AI Rules for Retry Patterns

AI Retries Like a Broken Record

AI generates retry logic with: immediate retries (no delay between attempts — hammering the failing service), infinite retries (never gives up, blocks the caller forever), no jitter (1000 clients all retry at exactly the same time — thundering herd), no error classification (retries a 400 Bad Request that will never succeed), and no idempotency check (retrying a non-idempotent POST creates duplicate resources). Every retry pattern AI generates either amplifies the failure or creates new problems.

Modern retry patterns are: backoff-delayed (exponential delay: 1s, 2s, 4s, 8s — giving the service time to recover), jitter-distributed (random variance prevents thundering herd), max-limited (3-5 attempts, then fail with a clear error), error-classified (retry 503 Service Unavailable, do not retry 400 Bad Request), and idempotency-verified (only retry operations that are safe to repeat). AI generates none of these.

These rules cover: exponential backoff calculation, jitter strategies, max retry limits, error classification for retryability, idempotency requirements, and retry budgets for system-wide control.

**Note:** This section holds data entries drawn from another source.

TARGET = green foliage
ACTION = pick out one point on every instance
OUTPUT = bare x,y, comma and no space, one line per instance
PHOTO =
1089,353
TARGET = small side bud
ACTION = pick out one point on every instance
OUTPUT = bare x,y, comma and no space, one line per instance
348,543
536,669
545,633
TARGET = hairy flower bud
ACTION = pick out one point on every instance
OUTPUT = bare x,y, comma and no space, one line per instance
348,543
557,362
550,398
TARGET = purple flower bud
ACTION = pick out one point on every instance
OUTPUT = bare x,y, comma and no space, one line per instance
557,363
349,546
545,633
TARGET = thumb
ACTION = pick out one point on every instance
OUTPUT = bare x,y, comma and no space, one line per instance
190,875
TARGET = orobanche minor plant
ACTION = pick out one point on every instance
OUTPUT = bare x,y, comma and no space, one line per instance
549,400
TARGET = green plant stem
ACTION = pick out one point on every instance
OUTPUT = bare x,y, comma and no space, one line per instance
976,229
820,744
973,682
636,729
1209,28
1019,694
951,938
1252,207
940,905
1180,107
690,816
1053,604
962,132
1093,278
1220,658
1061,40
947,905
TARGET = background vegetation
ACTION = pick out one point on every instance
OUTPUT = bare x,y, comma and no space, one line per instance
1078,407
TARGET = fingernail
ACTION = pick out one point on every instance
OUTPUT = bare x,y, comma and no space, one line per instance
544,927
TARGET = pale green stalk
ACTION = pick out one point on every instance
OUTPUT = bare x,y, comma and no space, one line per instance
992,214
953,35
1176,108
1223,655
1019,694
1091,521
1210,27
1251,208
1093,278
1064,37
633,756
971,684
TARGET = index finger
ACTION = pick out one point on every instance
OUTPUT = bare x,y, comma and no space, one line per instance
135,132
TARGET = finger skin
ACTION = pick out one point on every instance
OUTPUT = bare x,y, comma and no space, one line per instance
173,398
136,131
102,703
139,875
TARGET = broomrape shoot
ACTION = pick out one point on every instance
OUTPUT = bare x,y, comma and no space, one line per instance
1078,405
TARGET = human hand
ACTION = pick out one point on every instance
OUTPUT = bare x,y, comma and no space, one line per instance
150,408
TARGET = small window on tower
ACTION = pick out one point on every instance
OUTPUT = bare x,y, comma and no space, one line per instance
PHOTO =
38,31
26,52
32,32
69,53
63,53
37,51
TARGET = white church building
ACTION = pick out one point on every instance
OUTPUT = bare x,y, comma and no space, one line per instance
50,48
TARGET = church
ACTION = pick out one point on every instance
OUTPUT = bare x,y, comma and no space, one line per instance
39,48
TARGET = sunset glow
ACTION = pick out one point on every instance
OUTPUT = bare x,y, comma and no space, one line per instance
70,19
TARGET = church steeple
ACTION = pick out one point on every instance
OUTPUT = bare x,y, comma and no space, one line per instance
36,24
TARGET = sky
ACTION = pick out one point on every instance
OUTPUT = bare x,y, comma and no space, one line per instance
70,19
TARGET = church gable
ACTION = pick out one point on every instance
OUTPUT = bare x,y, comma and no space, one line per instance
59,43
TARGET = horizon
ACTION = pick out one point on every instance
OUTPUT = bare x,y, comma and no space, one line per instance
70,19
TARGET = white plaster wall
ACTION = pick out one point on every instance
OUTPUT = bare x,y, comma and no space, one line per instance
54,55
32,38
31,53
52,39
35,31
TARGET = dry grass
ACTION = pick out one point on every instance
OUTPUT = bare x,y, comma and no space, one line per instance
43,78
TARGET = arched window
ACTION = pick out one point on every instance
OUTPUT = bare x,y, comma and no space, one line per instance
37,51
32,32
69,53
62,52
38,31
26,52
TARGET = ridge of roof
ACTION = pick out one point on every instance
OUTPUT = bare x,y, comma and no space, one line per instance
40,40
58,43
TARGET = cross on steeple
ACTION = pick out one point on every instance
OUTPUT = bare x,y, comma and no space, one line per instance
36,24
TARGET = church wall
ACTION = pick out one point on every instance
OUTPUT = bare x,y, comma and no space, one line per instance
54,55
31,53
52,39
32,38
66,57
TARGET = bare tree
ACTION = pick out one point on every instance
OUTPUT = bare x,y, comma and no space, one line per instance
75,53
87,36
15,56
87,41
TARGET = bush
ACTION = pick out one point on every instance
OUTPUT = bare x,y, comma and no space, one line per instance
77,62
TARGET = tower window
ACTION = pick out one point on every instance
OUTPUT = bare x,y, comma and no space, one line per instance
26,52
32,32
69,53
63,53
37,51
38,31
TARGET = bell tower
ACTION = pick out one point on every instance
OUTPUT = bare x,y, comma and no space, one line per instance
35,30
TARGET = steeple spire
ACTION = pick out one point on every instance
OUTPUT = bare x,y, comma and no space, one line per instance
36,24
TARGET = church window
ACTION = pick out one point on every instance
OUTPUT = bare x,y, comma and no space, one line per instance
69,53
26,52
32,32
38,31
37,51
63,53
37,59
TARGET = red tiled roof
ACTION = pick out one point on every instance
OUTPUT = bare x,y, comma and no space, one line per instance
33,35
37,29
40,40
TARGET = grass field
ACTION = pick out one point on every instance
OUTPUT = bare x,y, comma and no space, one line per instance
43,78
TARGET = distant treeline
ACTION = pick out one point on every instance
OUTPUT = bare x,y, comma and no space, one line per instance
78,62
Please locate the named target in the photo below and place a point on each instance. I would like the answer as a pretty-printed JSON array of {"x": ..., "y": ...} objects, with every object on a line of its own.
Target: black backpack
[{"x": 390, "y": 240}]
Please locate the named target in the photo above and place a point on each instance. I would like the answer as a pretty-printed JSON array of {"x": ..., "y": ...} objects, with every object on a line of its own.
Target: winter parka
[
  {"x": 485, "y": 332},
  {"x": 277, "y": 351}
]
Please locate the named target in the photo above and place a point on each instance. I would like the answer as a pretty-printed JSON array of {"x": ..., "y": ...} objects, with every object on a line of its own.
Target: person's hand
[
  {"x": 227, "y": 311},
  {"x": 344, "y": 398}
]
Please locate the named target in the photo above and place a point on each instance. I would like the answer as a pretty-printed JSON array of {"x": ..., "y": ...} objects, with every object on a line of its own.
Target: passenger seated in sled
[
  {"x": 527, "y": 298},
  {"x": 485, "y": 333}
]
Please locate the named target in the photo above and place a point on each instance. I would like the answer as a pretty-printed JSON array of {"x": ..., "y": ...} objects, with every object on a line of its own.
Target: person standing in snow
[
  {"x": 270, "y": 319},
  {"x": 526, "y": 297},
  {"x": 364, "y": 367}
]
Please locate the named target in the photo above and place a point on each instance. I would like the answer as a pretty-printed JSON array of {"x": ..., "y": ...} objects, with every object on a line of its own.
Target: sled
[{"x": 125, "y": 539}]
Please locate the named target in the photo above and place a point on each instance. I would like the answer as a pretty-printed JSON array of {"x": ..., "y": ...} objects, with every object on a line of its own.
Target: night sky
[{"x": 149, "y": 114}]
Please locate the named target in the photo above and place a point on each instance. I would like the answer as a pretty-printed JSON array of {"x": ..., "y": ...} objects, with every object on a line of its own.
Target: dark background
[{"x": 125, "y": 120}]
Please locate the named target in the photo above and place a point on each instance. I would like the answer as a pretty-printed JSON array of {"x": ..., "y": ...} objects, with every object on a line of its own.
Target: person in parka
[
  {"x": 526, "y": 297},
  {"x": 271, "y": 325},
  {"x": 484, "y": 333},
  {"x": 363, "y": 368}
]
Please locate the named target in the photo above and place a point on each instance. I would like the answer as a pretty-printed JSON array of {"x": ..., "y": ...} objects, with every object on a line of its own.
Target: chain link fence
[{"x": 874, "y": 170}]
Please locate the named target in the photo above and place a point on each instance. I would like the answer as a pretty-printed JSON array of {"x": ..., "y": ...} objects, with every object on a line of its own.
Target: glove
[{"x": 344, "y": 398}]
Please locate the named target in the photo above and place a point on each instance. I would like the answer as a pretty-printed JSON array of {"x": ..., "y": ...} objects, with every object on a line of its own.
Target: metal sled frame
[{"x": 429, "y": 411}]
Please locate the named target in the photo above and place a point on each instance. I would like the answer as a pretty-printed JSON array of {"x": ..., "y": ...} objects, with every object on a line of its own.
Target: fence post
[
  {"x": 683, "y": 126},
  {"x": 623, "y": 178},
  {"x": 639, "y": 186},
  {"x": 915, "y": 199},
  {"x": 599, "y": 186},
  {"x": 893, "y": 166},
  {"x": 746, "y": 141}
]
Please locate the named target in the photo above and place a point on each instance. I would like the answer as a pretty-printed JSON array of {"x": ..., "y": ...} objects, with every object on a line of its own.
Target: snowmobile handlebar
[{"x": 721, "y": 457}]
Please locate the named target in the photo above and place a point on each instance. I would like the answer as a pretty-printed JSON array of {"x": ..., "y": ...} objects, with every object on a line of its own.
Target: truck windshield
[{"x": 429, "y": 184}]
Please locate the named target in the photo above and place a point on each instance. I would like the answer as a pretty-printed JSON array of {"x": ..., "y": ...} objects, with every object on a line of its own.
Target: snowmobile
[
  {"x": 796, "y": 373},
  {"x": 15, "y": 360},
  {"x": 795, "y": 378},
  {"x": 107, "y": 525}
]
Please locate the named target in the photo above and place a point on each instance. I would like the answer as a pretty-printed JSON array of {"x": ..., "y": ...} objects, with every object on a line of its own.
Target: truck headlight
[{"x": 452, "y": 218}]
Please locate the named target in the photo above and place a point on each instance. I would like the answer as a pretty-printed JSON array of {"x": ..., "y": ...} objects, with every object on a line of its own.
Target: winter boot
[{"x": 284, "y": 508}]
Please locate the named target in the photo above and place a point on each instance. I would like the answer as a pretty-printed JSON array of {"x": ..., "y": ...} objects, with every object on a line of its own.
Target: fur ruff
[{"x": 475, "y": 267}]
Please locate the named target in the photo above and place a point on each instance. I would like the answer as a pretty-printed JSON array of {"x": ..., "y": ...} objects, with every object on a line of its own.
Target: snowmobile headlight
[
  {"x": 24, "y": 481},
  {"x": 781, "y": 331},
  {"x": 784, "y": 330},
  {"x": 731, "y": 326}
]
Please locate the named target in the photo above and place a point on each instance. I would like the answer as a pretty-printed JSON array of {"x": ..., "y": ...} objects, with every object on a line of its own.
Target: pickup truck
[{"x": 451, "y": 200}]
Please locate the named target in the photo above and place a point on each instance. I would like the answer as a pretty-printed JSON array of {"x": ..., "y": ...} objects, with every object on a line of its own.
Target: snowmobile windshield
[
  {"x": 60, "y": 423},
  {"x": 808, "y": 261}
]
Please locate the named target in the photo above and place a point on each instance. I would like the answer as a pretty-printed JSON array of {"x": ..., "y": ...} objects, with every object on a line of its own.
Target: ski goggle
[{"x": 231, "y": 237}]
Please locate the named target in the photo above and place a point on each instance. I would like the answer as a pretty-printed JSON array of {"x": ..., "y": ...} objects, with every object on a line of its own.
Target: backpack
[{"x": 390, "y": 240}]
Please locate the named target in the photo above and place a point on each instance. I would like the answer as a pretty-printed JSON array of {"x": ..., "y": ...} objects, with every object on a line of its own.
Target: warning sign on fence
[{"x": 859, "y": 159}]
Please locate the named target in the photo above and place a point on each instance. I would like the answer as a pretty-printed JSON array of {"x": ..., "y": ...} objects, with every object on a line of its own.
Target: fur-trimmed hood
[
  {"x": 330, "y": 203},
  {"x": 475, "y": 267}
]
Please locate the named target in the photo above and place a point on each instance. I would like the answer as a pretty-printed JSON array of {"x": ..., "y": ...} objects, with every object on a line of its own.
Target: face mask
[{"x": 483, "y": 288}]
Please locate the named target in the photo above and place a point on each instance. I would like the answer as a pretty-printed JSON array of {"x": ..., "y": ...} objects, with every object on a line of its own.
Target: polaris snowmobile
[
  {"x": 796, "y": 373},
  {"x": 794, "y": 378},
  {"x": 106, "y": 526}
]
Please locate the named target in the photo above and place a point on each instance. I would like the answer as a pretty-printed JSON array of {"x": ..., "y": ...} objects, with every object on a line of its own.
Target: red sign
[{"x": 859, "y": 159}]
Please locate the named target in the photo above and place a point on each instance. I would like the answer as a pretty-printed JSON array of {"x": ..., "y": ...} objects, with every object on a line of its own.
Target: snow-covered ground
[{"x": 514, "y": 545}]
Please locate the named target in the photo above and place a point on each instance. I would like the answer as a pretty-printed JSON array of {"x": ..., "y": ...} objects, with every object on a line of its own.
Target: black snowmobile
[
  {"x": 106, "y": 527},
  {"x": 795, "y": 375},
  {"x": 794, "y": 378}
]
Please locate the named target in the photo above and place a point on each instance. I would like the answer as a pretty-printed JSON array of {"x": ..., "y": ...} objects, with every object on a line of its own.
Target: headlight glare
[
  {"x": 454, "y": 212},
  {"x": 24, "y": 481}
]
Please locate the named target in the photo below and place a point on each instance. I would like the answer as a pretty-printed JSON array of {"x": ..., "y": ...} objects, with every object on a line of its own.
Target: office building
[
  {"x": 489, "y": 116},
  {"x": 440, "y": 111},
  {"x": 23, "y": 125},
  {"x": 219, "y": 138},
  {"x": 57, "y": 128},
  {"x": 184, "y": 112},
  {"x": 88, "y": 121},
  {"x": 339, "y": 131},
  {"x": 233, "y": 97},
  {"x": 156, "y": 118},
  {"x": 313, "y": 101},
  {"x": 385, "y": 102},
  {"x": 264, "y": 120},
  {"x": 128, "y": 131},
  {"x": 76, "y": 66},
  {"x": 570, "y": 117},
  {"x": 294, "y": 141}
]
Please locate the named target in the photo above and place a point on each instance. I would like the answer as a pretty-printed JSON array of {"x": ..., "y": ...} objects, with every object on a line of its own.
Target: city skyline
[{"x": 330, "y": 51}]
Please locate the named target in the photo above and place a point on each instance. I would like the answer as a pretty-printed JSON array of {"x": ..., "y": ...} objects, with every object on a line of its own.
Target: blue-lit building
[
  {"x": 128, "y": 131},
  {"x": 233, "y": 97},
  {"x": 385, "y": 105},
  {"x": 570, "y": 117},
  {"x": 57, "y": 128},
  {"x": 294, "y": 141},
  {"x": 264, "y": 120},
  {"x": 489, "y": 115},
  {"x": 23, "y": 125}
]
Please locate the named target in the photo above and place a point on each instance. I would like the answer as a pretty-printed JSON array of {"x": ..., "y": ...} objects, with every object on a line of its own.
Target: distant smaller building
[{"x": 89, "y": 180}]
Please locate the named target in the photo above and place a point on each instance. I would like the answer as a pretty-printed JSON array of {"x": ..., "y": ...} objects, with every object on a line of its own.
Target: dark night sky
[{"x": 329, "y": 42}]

Rule 1: Exponential Backoff with Jitter

The rule: 'Calculate retry delay with exponential backoff plus random jitter: delay = min(baseDelay * 2^attempt + random(0, baseDelay), maxDelay). Base delay: 1 second. Attempt 1: 1-2s. Attempt 2: 2-3s. Attempt 3: 4-5s. Attempt 4: 8-9s. Max delay cap: 30 seconds (prevent absurdly long waits). The exponential growth gives the failing service progressively more recovery time. The jitter prevents all clients from retrying simultaneously.'

For jitter strategies: 'Full jitter: delay = random(0, baseDelay * 2^attempt). Widest distribution, best thundering herd prevention. Equal jitter: delay = baseDelay * 2^attempt / 2 + random(0, baseDelay * 2^attempt / 2). Half deterministic, half random — good balance. Decorrelated jitter: delay = min(maxDelay, random(baseDelay, previousDelay * 3)). Each delay based on the previous — naturally decorrelates retries across clients. Full jitter is the recommended default (AWS recommends it).'

AI generates: await new Promise(r => setTimeout(r, 1000)) — fixed 1-second delay for every retry. 1000 clients fail at the same time: all retry after exactly 1 second. The service gets a spike of 1000 requests — fails again. All retry after 1 second again. Thundering herd in a loop. With jitter: 1000 clients retry across a 1-2 second window (randomly distributed). The service receives a smooth trickle instead of a spike. Same retry count, dramatically different load pattern.

Exponential: baseDelay * 2^attempt — 1s, 2s, 4s, 8s, 16s progression
Jitter: add random(0, baseDelay) to prevent synchronized retries
Max delay cap: 30 seconds — prevent absurdly long waits
Full jitter (AWS recommended): random(0, baseDelay * 2^attempt)
1000 clients with jitter: smooth trickle. Without jitter: thundering herd spike

💡 Smooth Trickle vs Thundering Herd

1000 clients with fixed 1-second delay: all retry at the same instant = spike. 1000 clients with full jitter: retries distributed randomly across a 1-2 second window = smooth trickle. Same retry count, dramatically different server load pattern.

Rule 2: Max Retry Limits

The rule: 'Set a maximum retry count: 3-5 attempts for user-facing operations (the user should not wait more than 30 seconds), 5-10 attempts for background jobs (longer tolerance, but still bounded), and 0 retries for non-idempotent operations unless idempotency is guaranteed. After max retries: return a clear error to the caller, log the failure with context (which service, which operation, how many attempts, total elapsed time), and optionally queue for later retry (dead letter queue).'

For total time budget: 'Instead of max attempts, consider a total time budget: retry for up to 30 seconds, regardless of attempt count. With exponential backoff: 1s + 2s + 4s + 8s + 16s = 31 seconds = 5 attempts. This naturally caps both the attempt count and the total wait time. Implementation: const deadline = Date.now() + 30000; while (Date.now() < deadline) { try { return await call(); } catch { await backoff(attempt++); } }.'

AI generates: while (true) { try { return await call(); } catch { await sleep(1000); } } — infinite retries with fixed delay. The downstream service is permanently down (not a transient failure): the caller retries forever, holding a connection, a thread, and the user attention indefinitely. Max retries: after 5 attempts, return an error. The user sees a failure message and can take action. The system resources are freed.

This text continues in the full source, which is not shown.